A spate of construction projects and an abrupt increase in the population of crown-of-thorns starfish had heavily damaged the coral reef habitat.

When it was announced in 1979 that an airport — aimed at increasing the number of tourists — was to be built on an artificial island off the Shiraho district, local residents and environmentalists across the nation were outraged.

“We cannot allow the authorities to reclaim land from this sea,” Nae Keinou, 93, said. “No matter what anybody says, I’m 100 percent against the plan.”

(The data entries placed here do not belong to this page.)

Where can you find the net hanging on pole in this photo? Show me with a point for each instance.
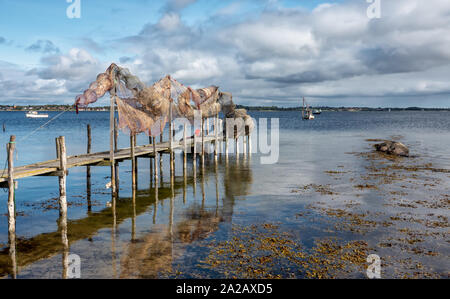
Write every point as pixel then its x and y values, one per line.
pixel 145 109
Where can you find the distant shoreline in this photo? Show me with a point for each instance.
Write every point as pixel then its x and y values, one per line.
pixel 48 108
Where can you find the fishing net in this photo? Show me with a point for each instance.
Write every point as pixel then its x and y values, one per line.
pixel 147 109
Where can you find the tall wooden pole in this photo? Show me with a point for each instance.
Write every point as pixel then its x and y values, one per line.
pixel 88 170
pixel 203 145
pixel 156 162
pixel 171 142
pixel 184 147
pixel 151 163
pixel 62 176
pixel 133 162
pixel 63 202
pixel 249 137
pixel 216 135
pixel 226 138
pixel 116 148
pixel 11 205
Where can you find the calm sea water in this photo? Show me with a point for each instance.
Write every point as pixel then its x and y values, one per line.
pixel 173 232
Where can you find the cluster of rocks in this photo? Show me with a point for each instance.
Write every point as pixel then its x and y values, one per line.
pixel 393 148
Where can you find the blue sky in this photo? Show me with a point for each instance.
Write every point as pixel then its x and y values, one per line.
pixel 266 52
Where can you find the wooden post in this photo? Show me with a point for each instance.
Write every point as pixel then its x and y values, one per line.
pixel 151 163
pixel 156 162
pixel 116 148
pixel 171 141
pixel 244 142
pixel 88 170
pixel 249 137
pixel 184 147
pixel 216 135
pixel 161 159
pixel 11 205
pixel 203 137
pixel 133 162
pixel 57 148
pixel 111 143
pixel 226 138
pixel 236 138
pixel 62 177
pixel 194 158
pixel 89 143
pixel 63 202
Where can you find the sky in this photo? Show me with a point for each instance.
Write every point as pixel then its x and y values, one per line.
pixel 266 52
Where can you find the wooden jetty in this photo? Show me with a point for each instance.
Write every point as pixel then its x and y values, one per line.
pixel 59 167
pixel 51 167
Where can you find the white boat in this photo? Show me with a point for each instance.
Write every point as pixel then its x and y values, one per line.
pixel 306 111
pixel 34 114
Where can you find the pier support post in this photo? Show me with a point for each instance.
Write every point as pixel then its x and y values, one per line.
pixel 184 147
pixel 11 205
pixel 161 159
pixel 216 135
pixel 151 162
pixel 236 143
pixel 172 165
pixel 203 144
pixel 88 170
pixel 226 139
pixel 249 138
pixel 133 162
pixel 63 202
pixel 62 177
pixel 116 148
pixel 156 162
pixel 111 143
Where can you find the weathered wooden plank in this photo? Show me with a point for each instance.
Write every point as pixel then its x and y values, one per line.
pixel 97 159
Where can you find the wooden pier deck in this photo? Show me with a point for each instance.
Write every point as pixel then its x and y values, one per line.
pixel 51 167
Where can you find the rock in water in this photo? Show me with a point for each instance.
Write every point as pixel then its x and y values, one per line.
pixel 393 148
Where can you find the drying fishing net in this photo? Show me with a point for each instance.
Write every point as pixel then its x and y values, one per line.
pixel 147 109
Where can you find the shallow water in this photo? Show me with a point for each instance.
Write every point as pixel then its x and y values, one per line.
pixel 170 235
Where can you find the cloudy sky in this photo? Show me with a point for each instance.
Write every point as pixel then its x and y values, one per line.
pixel 266 52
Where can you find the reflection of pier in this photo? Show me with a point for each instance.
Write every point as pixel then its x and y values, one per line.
pixel 153 253
pixel 194 224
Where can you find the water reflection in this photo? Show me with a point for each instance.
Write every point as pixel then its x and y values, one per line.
pixel 145 254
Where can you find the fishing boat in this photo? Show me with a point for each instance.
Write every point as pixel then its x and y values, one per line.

Keinou said she was taught the importance of the sea habitat by her parents. Then the sea saved her family, who faced hunger due to poor crops during World War II, with marine products such as seaweed, shellfish and small crabs. Her husband was bedridden and there were children to feed.

“We were able to live without a lot of money. The first wealth is the sea. We cannot thank the sea enough, as our ancestors well knew” she said.

News reports showed Keinou crying out in anger and excitement and clasping the legs of one of the riot policemen sent to line the seashore where prefectural officials were to conduct a preparatory survey.

The opposition movement lasted more than a decade.

In 1988, the General Assembly of the International Union for Conservation of Nature and Natural Resources unanimously adopted a resolution saying the airport construction would cause irreparable damage to the coral habitat and urged the central government to take protective measures.

The airport site was changed in 2000 to another location on the island, only 2 km north of the sea area.

Shigekazu Mezaki, 61, a professor of environment policies at Nanzan University in Nagoya, went diving in the area for the first time in 1986 when he was making a map of coral reefs in Okinawa.

“This sea is a miracle!” he thought as he saw coral reef like a dense forest and large schools of colorful fish.

Studies and surveys by Mezaki and other scholars at private bodies have determined that the finger-tree or milk-bush coral communities are the largest and oldest in the Northern Hemisphere. The independent habitat retained its original form because its bottom topography kept the sea protected from foreign invaders.

“The coral reef off Shiraho is particularly splendid,” an official at the Environment Ministry said. “We plan to preserve it by designating the area a national park.”

However, the designation, planned for this month, guarantees no protection of the coral reef.

Although the site has been moved, the airport’s impact on the coral habitat is an unknown. Some say the construction could contaminate groundwater.

“There is no way to save coral reef except by terminating development of nearby land and by not tampering with nature,” Mezaki said.

The International Coral Reef Initiative, made up of 40 organizations from 44 countries, is to launch a worldwide campaign next year for protection and conservation of coral reefs, which are also threatened by global warming.

“The higher sea temperature will enhance the risk of coral disease,” said Hideyuki Yamashiro, 50, a professor of coral reef habitat at Okinawa National College of Technology. “Coral is a sensor of deterioration in the sea environment.”

Coral reef accounts for only 0.2 percent of the world’s sea area but one-fourth of marine fish depend on coral habitats.

Endozoic algae, which live within coral bodies and provide coral with nutrition by photonic synthesis, are disappearing due to an increase in sea temperatures, making the coral “white,” or dead, a phenomenon that has been notable worldwide in the past 10 years.

Along with “white syndrome,” about 20 kinds of diseases affecting coral have been discovered.

To combat the global threat, the Ishigaki islanders are doing their part to “think globally, act locally.”